General Motors President Mark Reuss today debuted the its all-new electronic platform for its next generation of vehicles, EVs, active safety, infotainment and connectivity features, as well as the evolution of the Super Cruise driver assistance hardware*.
The technology powers an electronic system, capable of managing up to 4.5 terabytes of data processing power per hour, a five-fold increase in capability over GM’s current electrical architecture. The electronic platform was developed at GM facilities across the globe by a team of electrical, hardware and software engineers.
These other advancements are central to GM’s vision – like all other major automakers – for a world with zero crashes, zero emissions and zero congestion. As the automotive industry and vehicles change during the next five to 10 years, more electrical bandwidth and connectivity will be needed to ensure that features such as electric propulsion systems, Super Cruise driver assistance and advanced active safety systems can all run in harmony with each other.
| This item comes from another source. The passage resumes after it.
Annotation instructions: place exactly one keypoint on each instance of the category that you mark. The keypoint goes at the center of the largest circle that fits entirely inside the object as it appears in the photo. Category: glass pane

Debuting on the recently unveiled 2020 Cadillac CT5 sedan, the electronic platform will go into production later this year and should be rolled out to most vehicles within GM’s global lineup by 2023. (*Cadillac CT5 Debuts at New York International Auto Show; Carlisle on Cadillac Investment Plan Promises)
With an expanded capacity for smartphone-like over-the-air software updates, the system it’s claimed enables the adoption of functionality upgrades throughout the lifespan of the vehicle. The new architecture also provides more rapid communications within the vehicle itself and to outside sources thanks to Ethernet connections of 100Mbs, 1Gpbs and 10Gbps.
“The critical role of software and its importance to our vehicles, both now and for years to come, cannot be overstated,” said GM President Mark Reuss.
Cybersecurity is another key aspect of the new architecture. The system’s DNA includes additional protective features at the hardware and software levels. GM was among the first automakers to create an integrated and dedicated global Product Cybersecurity organization, a team of experts within the company focused on protecting against the potential risk of unauthorized access to vehicles and customer data.
GM implemented years ago a security vulnerability disclosure program to engage more closely with the research community. It has matured to become a formal “bug bounty” program that continues to further strengthen GM’s cybersecurity efforts.
GM also chairs the Auto-ISAC (Automotive Information Sharing & Analysis Center), a community of private and public-sector partners that shares and analyzes intelligence about emerging cybersecurity risks for the automotive industry.
*Even while using Super Cruise driver assistance feature, the driver (operator or observer?) must pay attention while driving and, laugh, not use a hand-held device. See cadillacsupercruise.com for compatible highways and more information. Requires active OnStar plan, active WiFi Hotspot, working electrical system, cell reception and GPS signal.